Gilead Sciences has moved a stage closer to bringing the first antiviral drug for respiratory syncytial virus (RSV) infection to market after reporting encouraging data in a phase II trial.
The company presented the results of a study of GS-5806, an orally-active RSV fusion inhibitor, showing that it was able to limit RSV infection in adult patients who were given an intranasal dose of the virus.
The drug met its objectives of lowering viral load – achieving a 99.9 per cent decline in 54 patients – as well as improving total mucus weight (54 per cent less than placebo) and symptom diary scores compared to the control group.
Healthy patients who contract RSV generally recover with no long-term ill effects, but the infection can be hazardous in the elderly, infants and people with compromised immune systems, causing bronchiolitis and pneumonia.

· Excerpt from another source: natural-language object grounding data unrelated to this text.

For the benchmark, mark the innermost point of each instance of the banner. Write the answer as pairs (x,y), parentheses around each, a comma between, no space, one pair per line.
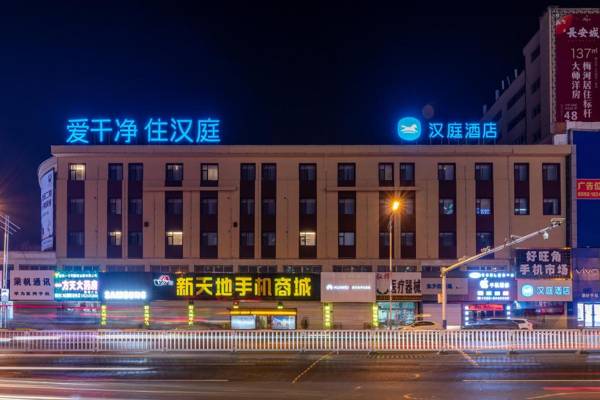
(576,65)
(543,263)
(47,207)
(32,285)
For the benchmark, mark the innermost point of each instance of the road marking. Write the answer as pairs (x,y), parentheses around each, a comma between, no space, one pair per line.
(311,366)
(56,368)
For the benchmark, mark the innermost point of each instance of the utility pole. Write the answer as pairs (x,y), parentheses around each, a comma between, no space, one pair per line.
(554,223)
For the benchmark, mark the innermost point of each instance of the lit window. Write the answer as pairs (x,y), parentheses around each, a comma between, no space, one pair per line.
(175,238)
(114,238)
(76,172)
(308,238)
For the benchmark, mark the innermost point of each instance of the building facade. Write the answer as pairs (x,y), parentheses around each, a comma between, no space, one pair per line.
(314,210)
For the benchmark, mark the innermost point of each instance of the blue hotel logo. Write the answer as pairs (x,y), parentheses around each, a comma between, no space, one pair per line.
(409,129)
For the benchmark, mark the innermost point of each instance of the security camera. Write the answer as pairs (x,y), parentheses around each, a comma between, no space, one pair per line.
(545,235)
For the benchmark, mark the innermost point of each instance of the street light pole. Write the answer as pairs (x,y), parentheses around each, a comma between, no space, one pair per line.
(554,223)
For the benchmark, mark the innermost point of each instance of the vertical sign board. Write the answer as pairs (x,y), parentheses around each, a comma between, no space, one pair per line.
(576,65)
(47,210)
(586,188)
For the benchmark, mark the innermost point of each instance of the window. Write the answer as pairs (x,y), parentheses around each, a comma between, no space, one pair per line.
(248,172)
(174,206)
(386,174)
(114,206)
(115,172)
(75,239)
(483,240)
(247,239)
(407,239)
(308,238)
(268,239)
(551,206)
(535,86)
(384,239)
(76,172)
(407,174)
(210,238)
(136,172)
(550,172)
(521,206)
(346,238)
(346,174)
(174,173)
(346,206)
(521,172)
(247,207)
(407,206)
(483,172)
(446,206)
(135,207)
(446,172)
(114,238)
(269,172)
(208,206)
(175,238)
(268,207)
(210,174)
(76,206)
(308,172)
(135,239)
(308,206)
(447,239)
(483,206)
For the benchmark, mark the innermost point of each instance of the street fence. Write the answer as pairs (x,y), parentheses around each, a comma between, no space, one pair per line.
(298,341)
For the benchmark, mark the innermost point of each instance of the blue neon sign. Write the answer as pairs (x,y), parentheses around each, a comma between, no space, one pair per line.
(154,131)
(409,129)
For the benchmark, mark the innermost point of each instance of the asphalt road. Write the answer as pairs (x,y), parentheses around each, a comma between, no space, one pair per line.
(287,376)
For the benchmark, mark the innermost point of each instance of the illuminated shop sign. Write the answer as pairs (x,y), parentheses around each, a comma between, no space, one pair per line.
(544,290)
(409,129)
(543,263)
(75,285)
(151,131)
(239,286)
(491,286)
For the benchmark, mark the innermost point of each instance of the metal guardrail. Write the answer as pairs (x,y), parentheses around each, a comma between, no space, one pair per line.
(302,340)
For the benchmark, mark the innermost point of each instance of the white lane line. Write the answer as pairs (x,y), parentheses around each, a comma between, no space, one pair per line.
(67,368)
(311,366)
(527,380)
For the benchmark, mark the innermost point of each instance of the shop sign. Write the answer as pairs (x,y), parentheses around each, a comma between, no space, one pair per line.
(31,285)
(454,286)
(544,290)
(543,263)
(76,286)
(403,284)
(236,286)
(350,287)
(491,286)
(588,189)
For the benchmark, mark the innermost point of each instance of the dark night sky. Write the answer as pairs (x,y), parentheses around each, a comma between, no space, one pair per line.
(287,74)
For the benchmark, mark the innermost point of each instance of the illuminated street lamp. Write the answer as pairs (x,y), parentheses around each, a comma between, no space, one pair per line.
(395,207)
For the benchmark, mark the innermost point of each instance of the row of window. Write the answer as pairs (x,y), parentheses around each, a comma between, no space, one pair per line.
(307,172)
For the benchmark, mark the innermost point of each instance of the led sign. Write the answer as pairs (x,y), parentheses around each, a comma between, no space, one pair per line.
(153,131)
(409,129)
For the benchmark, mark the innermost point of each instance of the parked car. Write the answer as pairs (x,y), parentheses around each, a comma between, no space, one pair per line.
(521,322)
(422,326)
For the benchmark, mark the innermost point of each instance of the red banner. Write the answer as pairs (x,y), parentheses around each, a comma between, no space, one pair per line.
(588,189)
(577,67)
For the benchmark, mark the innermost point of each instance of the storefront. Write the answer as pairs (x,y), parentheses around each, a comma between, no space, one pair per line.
(406,298)
(490,296)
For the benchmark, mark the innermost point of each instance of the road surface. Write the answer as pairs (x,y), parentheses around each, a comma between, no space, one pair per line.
(410,376)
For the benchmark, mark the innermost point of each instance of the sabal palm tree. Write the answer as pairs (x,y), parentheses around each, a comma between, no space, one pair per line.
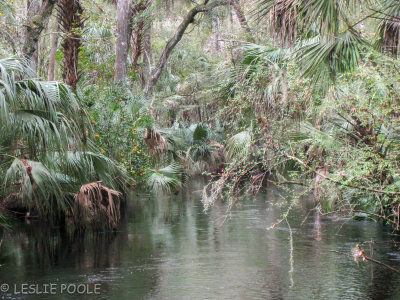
(43,162)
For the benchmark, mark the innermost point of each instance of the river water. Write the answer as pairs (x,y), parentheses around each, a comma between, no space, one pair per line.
(168,248)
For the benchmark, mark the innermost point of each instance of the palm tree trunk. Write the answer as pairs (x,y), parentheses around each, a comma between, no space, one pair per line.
(37,19)
(124,30)
(239,11)
(53,50)
(70,21)
(188,19)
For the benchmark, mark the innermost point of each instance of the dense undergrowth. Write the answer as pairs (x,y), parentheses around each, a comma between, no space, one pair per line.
(296,96)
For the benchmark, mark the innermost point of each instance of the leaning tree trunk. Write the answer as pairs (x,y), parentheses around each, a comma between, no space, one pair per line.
(124,30)
(216,40)
(37,19)
(70,21)
(70,12)
(239,11)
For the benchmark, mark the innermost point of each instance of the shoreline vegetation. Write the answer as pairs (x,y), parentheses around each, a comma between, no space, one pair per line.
(99,99)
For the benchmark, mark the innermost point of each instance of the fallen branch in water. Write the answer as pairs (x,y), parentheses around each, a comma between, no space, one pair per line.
(358,252)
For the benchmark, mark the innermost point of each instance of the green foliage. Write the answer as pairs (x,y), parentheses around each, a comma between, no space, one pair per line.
(43,161)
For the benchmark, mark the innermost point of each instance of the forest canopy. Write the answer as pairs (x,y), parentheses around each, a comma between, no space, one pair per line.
(99,98)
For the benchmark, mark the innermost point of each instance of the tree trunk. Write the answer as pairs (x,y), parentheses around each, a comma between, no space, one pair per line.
(147,54)
(189,18)
(53,50)
(239,11)
(124,30)
(216,32)
(37,20)
(70,21)
(138,32)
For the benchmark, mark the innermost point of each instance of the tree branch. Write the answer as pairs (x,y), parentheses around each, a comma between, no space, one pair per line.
(189,18)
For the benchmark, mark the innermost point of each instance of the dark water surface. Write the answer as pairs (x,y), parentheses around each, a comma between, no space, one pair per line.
(168,248)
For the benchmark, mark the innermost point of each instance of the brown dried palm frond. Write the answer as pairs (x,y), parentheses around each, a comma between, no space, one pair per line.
(98,206)
(283,21)
(155,141)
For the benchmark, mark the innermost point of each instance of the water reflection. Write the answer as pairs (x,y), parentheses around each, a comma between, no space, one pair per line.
(168,248)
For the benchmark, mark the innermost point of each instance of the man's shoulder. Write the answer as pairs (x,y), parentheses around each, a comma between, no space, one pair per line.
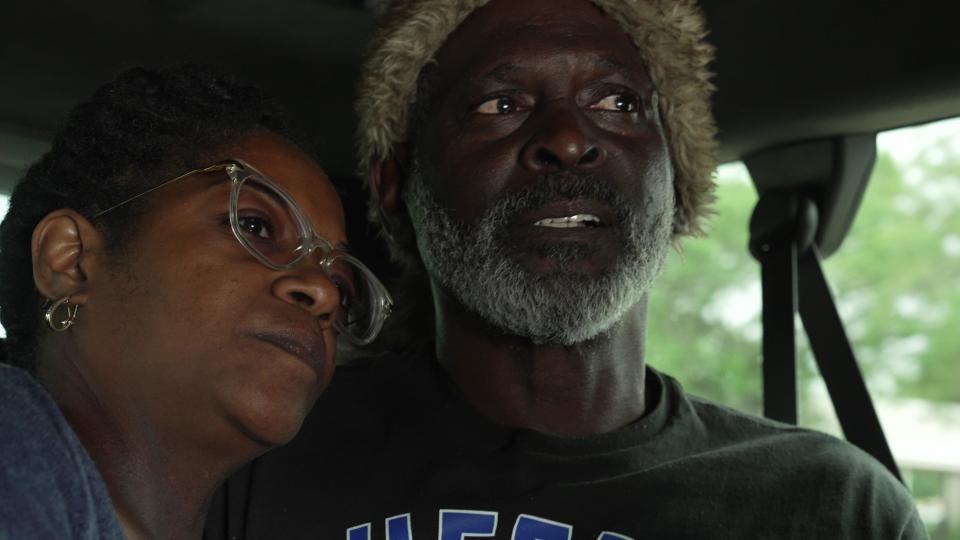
(836,485)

At the moment there are few treatments for RSV, which is similar in incidence to influenza, so patients can really only be managed with supportive care such as oxygen and fluid replacement, with bronchodilators and ribavirin used in some severe cases.
As the first RSV-specific antiviral therapy GS-508 would be an important addition to the armamentarium of drugs for severe respiratory infections if reaches the market.
“Based on the reductions in RSV viral load and clinical symptoms, as well as the safety profile observed in this adult challenge study, clinical trials in naturally infected patients should now be explored,” commented the study’s lead investigator, John DeVincenzo of the University of Tennessee’s School of Medicine.
Gilead is in the planning stages for a placebo-controlled phase II study that will look at GS-5806’s safety and efficacy in patients naturally infected with RSV who have been hospitalised with acute respiratory symptoms. The study will deploy an initial loading dose of Gilead’s drug and follow patients for 28 days, with daily nasal swabs to record viral load.
Other companies developing therapeutics for RSV include ADMA Biologics, which recently completed enrolment in a phase III trial of its RI-002 immunoglobulin candidate, Teva’s MicroDoseTherapeutx, whose inhalable fusion inhibitor MDT-637 recently completed phase I trials, and Ablynx with its anti-RSV antibody ALX-0171 entering mid-stage development.
AstraZeneca was developing an RSV-preventing antibody called motavizumab but discontinued its development in 2010 and is now focusing on a vaccine candidate (MEDI-559).